The project exploits induced pluripotent stem cell (iPSC) technology to produce human neurons and create human neuronal networks in vitro. Genome editing is used to alter candidate genes or introduce disease-relevant variation and reporters and patch clamp physiology. You will be part of international research networks and exploit a variety of other analysis tools available here and in our partner labs, also using rodent models. You will be appointed in Amsterdam and work primarily in Amsterdam with regular visits to the other labs. The PhD-students will be trained on site. All the methodology, cell models, equipment, analysis software and viral vectors are available from the start of the projects.
Autism spectrum disorder (ASD) is a developmental disorder for which currently no general effective therapy exists. This project is part of a larger program “New, rational therapy decisions for developmental brain disorders: Integrating quantitative patient assessment, cellular assays and nanotechnology (NewTDec)”, and is among the first projects to operate under the Dutch research agenda (
www.wetenschapsagenda.nl). NewTDec is a multidisciplinary consortium in which clinicians, neuroscientists, nanoscientists and patient organizations collaborate to develop new methods to identify biological causes for autism with the aim to develop personalized medicine for children with ASD. Quantitative assessment of brain functions using predictive EEG ‘signatures’ for individual patients and cellular assays using patient-own, stem cell-derived neurons will be used to measure specific brain characteristics in the same patient. This information is used in clinical trials to match patients with an optimal, individual therapy and to develop novel therapies for specific patient subgroups in the future.

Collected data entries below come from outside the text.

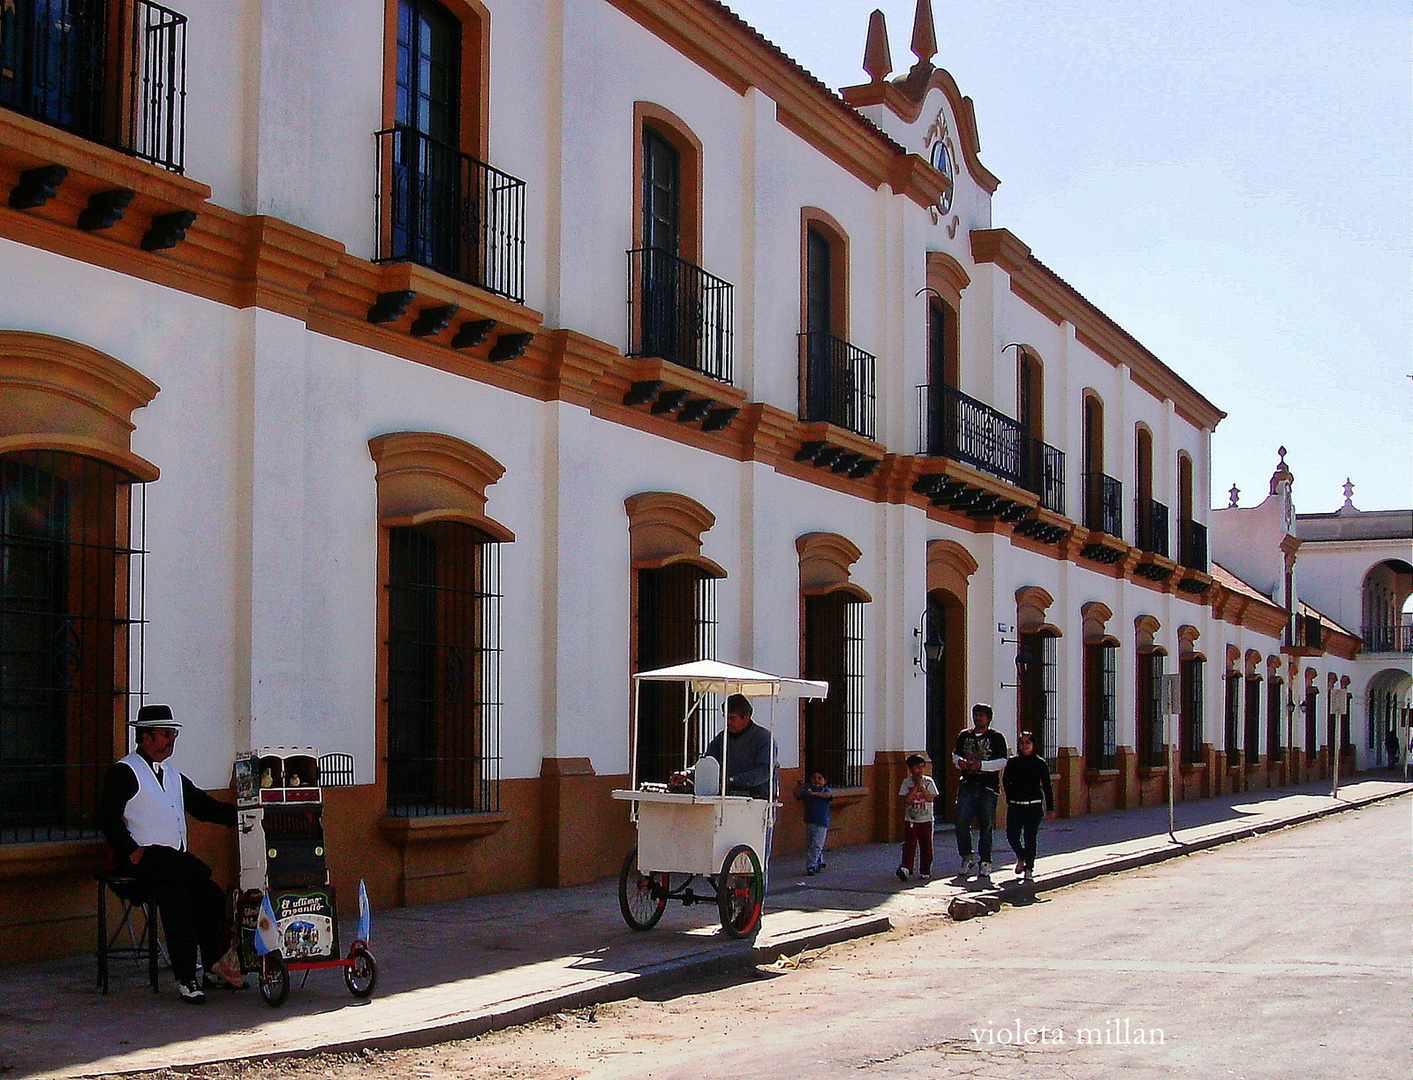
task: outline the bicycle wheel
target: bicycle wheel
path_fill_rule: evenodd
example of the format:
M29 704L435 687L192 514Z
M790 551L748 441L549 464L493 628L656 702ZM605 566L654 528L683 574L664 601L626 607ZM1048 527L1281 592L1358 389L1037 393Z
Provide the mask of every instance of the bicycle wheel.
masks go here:
M746 937L760 925L764 900L765 875L761 873L760 859L746 844L737 844L726 853L716 881L721 928L731 937Z
M370 998L378 985L378 963L367 946L355 945L349 953L351 963L343 969L343 984L356 998Z
M260 996L272 1009L289 997L289 968L279 953L266 953L260 962Z
M618 906L634 930L651 930L667 907L667 875L638 869L638 849L628 852L618 875Z

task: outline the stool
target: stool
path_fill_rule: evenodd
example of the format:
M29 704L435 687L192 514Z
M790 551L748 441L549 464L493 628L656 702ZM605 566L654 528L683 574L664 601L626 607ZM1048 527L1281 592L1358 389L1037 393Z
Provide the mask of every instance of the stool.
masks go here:
M112 931L108 929L108 894L118 901L122 918ZM142 913L142 930L134 918ZM120 944L123 932L127 944ZM108 961L111 959L147 961L147 981L152 992L157 990L157 905L147 898L137 878L119 870L98 872L98 989L108 992Z

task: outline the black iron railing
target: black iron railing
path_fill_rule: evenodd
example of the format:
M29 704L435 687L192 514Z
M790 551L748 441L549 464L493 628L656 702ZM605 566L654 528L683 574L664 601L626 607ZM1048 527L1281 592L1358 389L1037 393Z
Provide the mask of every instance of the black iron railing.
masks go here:
M186 16L151 0L5 0L0 107L181 172Z
M801 334L800 419L823 420L873 438L876 364L843 338Z
M1207 572L1207 526L1178 522L1178 563L1189 570Z
M1123 536L1124 486L1104 473L1084 474L1084 527Z
M525 181L412 128L378 138L377 262L525 299Z
M1299 615L1285 630L1285 643L1297 649L1318 649L1325 642L1325 623L1318 615Z
M729 281L661 248L628 252L628 353L656 356L731 382Z
M1065 512L1065 455L1005 413L946 385L918 387L923 453L974 465Z
M1135 520L1138 522L1138 546L1154 555L1167 556L1168 508L1156 499L1145 499L1141 495L1134 500Z
M1413 652L1413 626L1408 623L1365 623L1365 652Z

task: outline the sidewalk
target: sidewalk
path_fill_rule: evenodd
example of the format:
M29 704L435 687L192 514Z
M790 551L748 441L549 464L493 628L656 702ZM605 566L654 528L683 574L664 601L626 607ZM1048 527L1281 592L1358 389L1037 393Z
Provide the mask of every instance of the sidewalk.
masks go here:
M1177 842L1166 806L1093 814L1041 827L1035 889L1190 854L1261 832L1413 792L1387 773L1324 784L1203 799L1177 806ZM938 836L937 870L956 867L950 835ZM997 865L1009 867L1004 836ZM0 969L0 1074L92 1076L232 1058L315 1050L426 1045L522 1023L566 1008L647 993L688 974L741 967L806 948L936 917L966 886L939 876L903 884L893 845L829 854L803 874L803 855L772 862L766 914L755 941L716 933L714 905L670 904L656 929L630 931L617 881L539 889L374 913L379 984L358 1002L338 971L295 977L271 1009L254 989L211 993L205 1008L181 1005L164 974L152 995L145 971L119 964L107 997L94 988L91 957ZM995 888L1019 897L1009 869ZM971 883L971 888L976 888ZM1030 890L1034 891L1034 890Z

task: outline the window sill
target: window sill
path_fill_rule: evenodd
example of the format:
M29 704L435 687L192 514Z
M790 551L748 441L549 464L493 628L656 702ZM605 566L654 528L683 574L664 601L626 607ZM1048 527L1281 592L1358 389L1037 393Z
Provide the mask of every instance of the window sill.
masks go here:
M96 872L102 865L102 840L0 845L0 881Z
M1091 784L1102 783L1105 780L1117 780L1118 769L1085 769L1084 778Z
M1205 772L1207 763L1205 761L1184 761L1179 768L1184 776L1191 776L1196 772Z
M378 819L378 831L399 847L410 844L458 843L499 832L509 814L448 814L443 817Z
M835 788L834 798L830 802L834 806L852 806L867 796L868 788L866 787Z
M1138 767L1138 778L1140 780L1151 780L1155 776L1167 776L1168 767L1166 765L1140 765Z

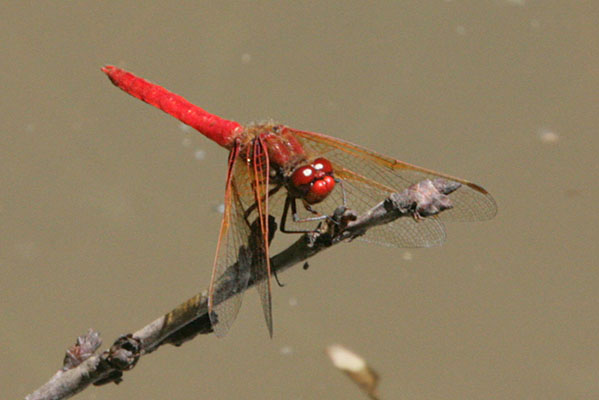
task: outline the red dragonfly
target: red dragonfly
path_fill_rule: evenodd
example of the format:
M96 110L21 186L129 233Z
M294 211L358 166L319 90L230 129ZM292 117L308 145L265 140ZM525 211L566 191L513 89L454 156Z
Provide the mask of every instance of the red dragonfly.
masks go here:
M443 220L480 221L496 214L491 195L466 180L272 121L242 126L125 70L106 66L102 71L125 92L229 150L225 210L208 294L217 336L230 329L250 281L256 282L272 336L269 240L274 232L269 215L280 217L282 232L305 232L305 222L326 218L341 204L363 213L391 193L435 178L461 184L451 194L451 209L432 217L399 218L370 229L364 239L398 247L434 246L445 239ZM217 290L216 282L225 275L235 283Z

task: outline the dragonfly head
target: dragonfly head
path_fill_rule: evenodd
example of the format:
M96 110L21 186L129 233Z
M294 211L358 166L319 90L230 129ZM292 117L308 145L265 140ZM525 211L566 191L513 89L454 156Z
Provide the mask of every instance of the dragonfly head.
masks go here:
M309 165L296 168L291 174L290 186L293 194L306 203L320 203L335 188L331 162L320 157Z

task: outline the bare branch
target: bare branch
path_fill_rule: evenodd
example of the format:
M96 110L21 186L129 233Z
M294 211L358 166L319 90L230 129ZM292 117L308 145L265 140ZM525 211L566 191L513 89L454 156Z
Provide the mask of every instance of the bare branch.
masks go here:
M354 239L372 227L397 218L433 216L452 207L446 195L459 187L459 183L445 179L424 180L401 193L392 194L361 216L340 207L317 231L302 235L287 249L272 257L271 269L273 272L282 272L328 247L346 239ZM225 290L223 288L230 284L225 273L218 280L216 290ZM248 288L255 284L250 281ZM142 355L151 353L165 343L180 346L198 334L210 332L212 327L208 316L207 291L193 296L137 332L121 336L110 349L100 354L93 353L101 339L90 330L67 350L63 368L26 399L65 399L90 384L119 383L123 372L133 368Z

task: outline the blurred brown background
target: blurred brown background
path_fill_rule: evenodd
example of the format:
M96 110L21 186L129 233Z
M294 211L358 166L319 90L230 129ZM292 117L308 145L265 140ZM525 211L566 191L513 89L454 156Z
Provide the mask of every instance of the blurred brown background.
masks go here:
M207 287L227 154L113 87L116 64L241 122L276 118L471 179L493 221L441 248L337 246L252 291L223 340L81 399L599 398L593 1L4 2L0 393Z

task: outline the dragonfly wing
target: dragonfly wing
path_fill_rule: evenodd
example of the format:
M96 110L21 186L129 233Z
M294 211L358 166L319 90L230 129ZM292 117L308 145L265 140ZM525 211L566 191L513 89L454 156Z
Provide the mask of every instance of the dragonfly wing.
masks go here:
M349 173L342 167L333 164L336 176L341 179L345 191L346 206L363 214L380 201L387 198L390 192L373 185L368 180L361 179ZM323 202L323 213L329 213L335 207L343 204L342 190L336 190ZM398 218L387 224L369 229L359 240L391 247L431 247L438 246L445 240L445 228L436 217L430 218Z
M235 146L229 156L225 210L208 294L210 322L219 337L227 334L239 313L253 258L250 227L244 218L238 179L234 176L237 165L242 164L238 162L238 151Z
M268 213L269 158L266 145L260 137L254 141L253 146L248 151L252 152L252 154L246 155L246 159L252 160L251 163L246 163L247 174L250 177L248 182L251 182L254 204L256 205L254 211L248 216L250 221L252 221L251 248L253 249L253 258L251 271L262 303L266 327L268 328L270 337L272 337L272 288L269 244L276 228L270 226L272 220Z
M348 207L360 213L384 200L390 193L401 192L426 179L443 178L461 184L449 195L451 209L421 221L400 218L369 230L366 240L399 247L434 246L445 238L441 221L482 221L493 218L497 213L493 197L472 182L394 160L323 134L293 132L310 156L325 157L332 162L335 175L342 179L346 189ZM337 201L337 205L342 204L338 199L339 193L333 201ZM331 210L323 212L330 213Z
M354 174L339 171L341 184L346 192L346 203L350 209L363 213L390 194L381 188L363 182L362 179L357 179ZM341 201L339 204L342 204L343 199L337 201ZM358 239L383 246L414 248L438 246L445 241L445 236L445 227L438 218L407 217L375 226Z
M230 261L219 269L219 273L225 274L225 276L233 275L235 277L233 282L238 281L237 284L231 285L231 292L233 293L244 290L247 285L256 286L262 302L266 326L272 336L272 301L268 252L269 239L271 234L274 234L276 226L271 226L273 221L268 214L268 154L260 138L254 139L237 151L235 159L229 161L229 169L232 171L231 195L226 196L228 201L225 203L225 205L230 204L231 210L230 215L228 215L225 206L225 219L230 219L231 223L229 226L223 224L229 232L224 240L233 243L233 246L227 246L232 247L231 250L220 247L220 252L224 254L223 258L230 259ZM223 234L221 232L221 236ZM236 257L239 259L237 263L235 263ZM227 264L230 265L231 261L240 267L238 271L230 272ZM238 298L240 299L241 295L236 295L224 303L223 311L227 319L234 318L237 314L240 304ZM225 328L228 328L228 326L225 326Z

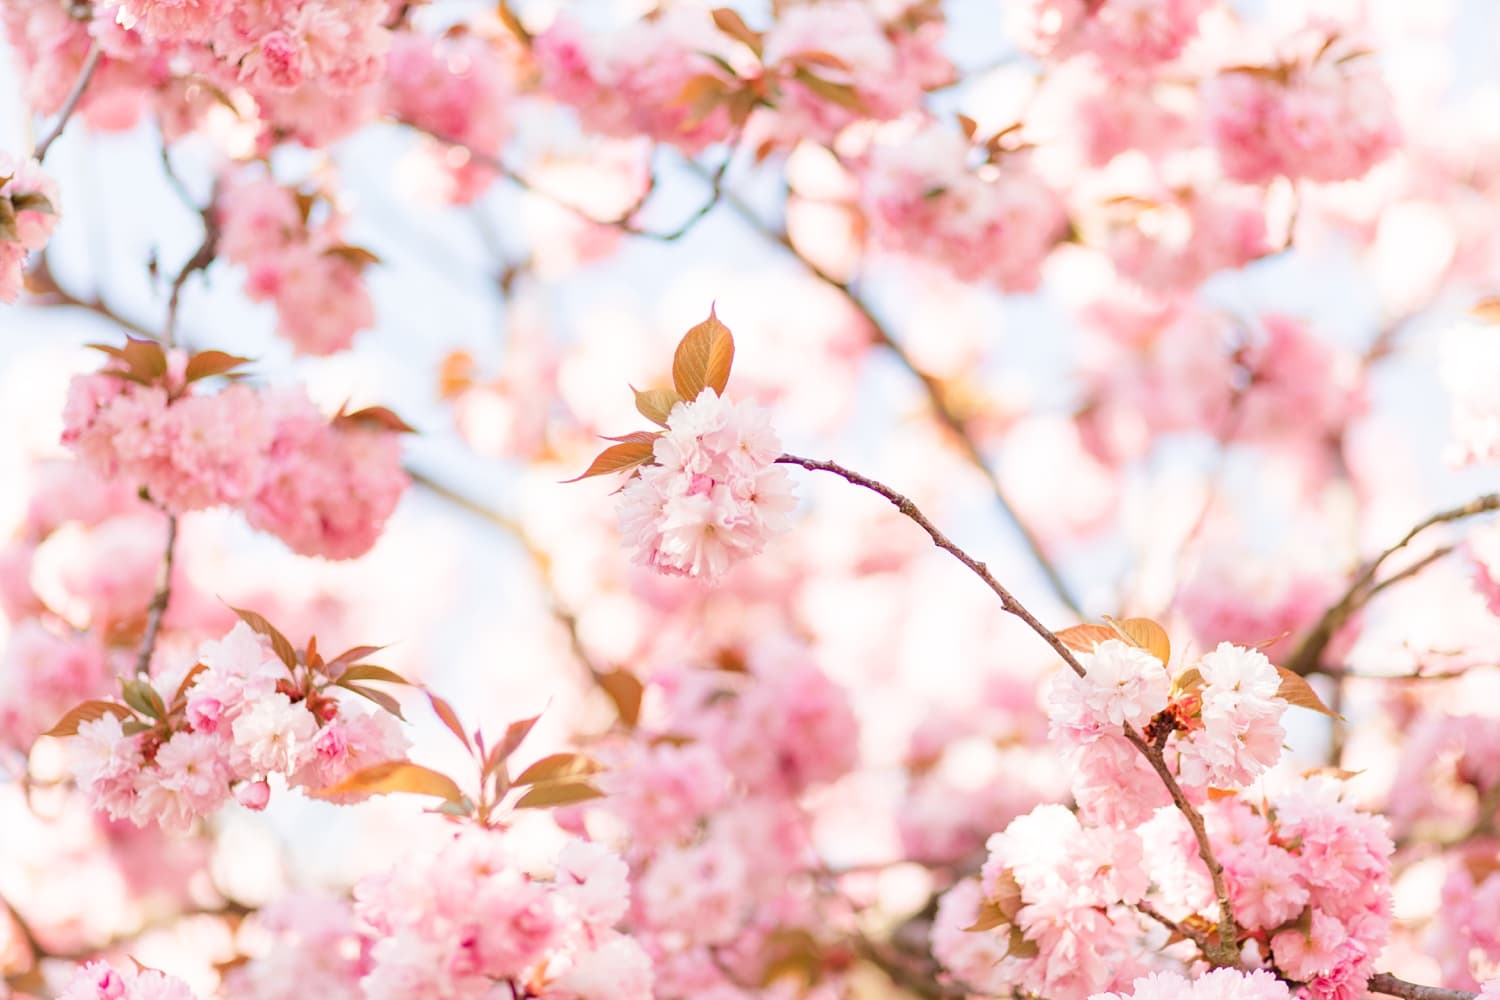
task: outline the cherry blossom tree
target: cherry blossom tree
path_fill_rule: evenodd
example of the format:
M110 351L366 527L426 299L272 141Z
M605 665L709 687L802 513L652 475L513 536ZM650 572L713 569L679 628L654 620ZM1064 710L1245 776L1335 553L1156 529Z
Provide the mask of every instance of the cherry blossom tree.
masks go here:
M1500 1000L1488 5L0 25L0 997Z

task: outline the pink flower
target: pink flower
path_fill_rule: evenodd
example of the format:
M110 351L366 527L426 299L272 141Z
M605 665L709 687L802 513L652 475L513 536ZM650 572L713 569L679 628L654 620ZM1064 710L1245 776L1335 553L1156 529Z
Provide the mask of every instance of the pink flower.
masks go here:
M57 226L57 185L35 160L17 161L0 152L0 302L21 293L21 270L29 251L40 250Z
M157 972L142 969L115 969L104 962L79 966L57 994L57 1000L195 1000L187 983Z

In this project we will use patch-clamp electrophysiology to study synaptic transmission and neuronal function in networks from inducible pluripotent stem cells (IPSCs) derived neurons from children with ASD. We will specifically investigate cellular and synaptic parameters that affect the balance between excitation and inhibition (E/I) in these networks. One of the leading hypotheses is that E/I balance is disturbed in neurodevelopmental disorders such as ASD, leading to altered information processing in the brains of these patients. We will test if and how cellular and synaptic parameters are changed in patients that have been selected for a putative altered E/I balance, based on biomarkers obtained from their EEG profile. Furthermore, we will test how these parameters are affected by various E/I modifying drugs. This information will eventually be used to inform N=1 clinical trials in the same patients. You will be trained on site and in specialized courses on campus. During the PhD you will write several scientific publications that will be combined in a PhD thesis.